Lena laughs. “Right. That’s what he wanted everyone to think.”
“So what was the real reason?”
Smoke from Lena’s cigarette blows in my face and I wave it away.
“He used to fuck teenage girls,” she says, and I step away from her, her words a slap in the face.
She’s staring at me. “Yeah—you know that, don’t you?”
Oh God—the way she’s looking at me. Bella must have told her.
“Of course I don’t know that—how do you know?”
She raises an eyebrow. “How do you think?”
Greg and Lena?
She laughs. “Only joking. As if I’d touch an old man.”
He wasn’t that old.
“It is true, though, about him and teenage girls. Jack told me once. He caught his dad touching up one of his girlfriends. I think that’s why he ran off. I think he got caught.”
I remember the way Greg touched Bella’s hair that day I saw them together.
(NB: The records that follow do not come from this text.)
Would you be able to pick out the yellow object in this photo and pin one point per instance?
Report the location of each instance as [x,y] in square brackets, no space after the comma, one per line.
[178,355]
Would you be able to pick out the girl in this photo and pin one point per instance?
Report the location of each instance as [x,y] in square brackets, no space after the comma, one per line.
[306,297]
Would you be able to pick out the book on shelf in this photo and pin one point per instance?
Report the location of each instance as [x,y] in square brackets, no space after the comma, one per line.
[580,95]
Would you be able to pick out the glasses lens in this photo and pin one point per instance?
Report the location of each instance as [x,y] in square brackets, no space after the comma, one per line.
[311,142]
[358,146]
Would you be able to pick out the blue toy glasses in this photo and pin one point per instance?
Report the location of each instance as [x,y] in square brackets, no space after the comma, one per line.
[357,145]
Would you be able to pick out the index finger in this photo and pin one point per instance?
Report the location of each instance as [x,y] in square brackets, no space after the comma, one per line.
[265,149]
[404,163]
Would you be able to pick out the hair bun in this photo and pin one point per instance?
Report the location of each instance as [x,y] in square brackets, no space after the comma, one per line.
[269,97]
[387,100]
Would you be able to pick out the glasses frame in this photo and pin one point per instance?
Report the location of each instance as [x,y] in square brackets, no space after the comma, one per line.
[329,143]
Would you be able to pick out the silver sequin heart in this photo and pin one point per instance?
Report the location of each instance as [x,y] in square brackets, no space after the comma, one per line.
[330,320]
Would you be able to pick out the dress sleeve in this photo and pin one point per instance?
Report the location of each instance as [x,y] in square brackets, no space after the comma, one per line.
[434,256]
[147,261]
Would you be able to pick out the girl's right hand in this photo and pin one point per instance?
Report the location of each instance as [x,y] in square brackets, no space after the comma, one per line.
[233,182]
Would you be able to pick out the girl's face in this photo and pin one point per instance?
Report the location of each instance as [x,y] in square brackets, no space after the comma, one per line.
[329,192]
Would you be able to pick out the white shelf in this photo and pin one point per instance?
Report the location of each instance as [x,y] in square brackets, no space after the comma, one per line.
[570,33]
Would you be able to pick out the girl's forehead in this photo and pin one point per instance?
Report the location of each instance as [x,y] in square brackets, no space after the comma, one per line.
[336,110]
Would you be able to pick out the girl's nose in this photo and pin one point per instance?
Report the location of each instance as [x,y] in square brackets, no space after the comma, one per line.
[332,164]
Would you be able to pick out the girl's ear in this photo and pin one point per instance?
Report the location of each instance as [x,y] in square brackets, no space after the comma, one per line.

“Come on, Tess,” Lena says, nudging me. “Are you trying to tell me he never touched you all those times you were…gardening together? No sweaty little rolls in the mud? You can tell me, I’ll keep it a secret.”
I turn away from her, jumping as a bird swoops past. “What are you even doing here? It’s not to see Sean, is it?”
“I had to get out of that house,” she says. “God—the smell.” She shudders. “I can’t stand it. Seeing Julia like that—wasn’t she always larger than life? Didn’t she light up any room she was in? I didn’t want to come. I wanted to remember her like she was. All those parties, do you remember?”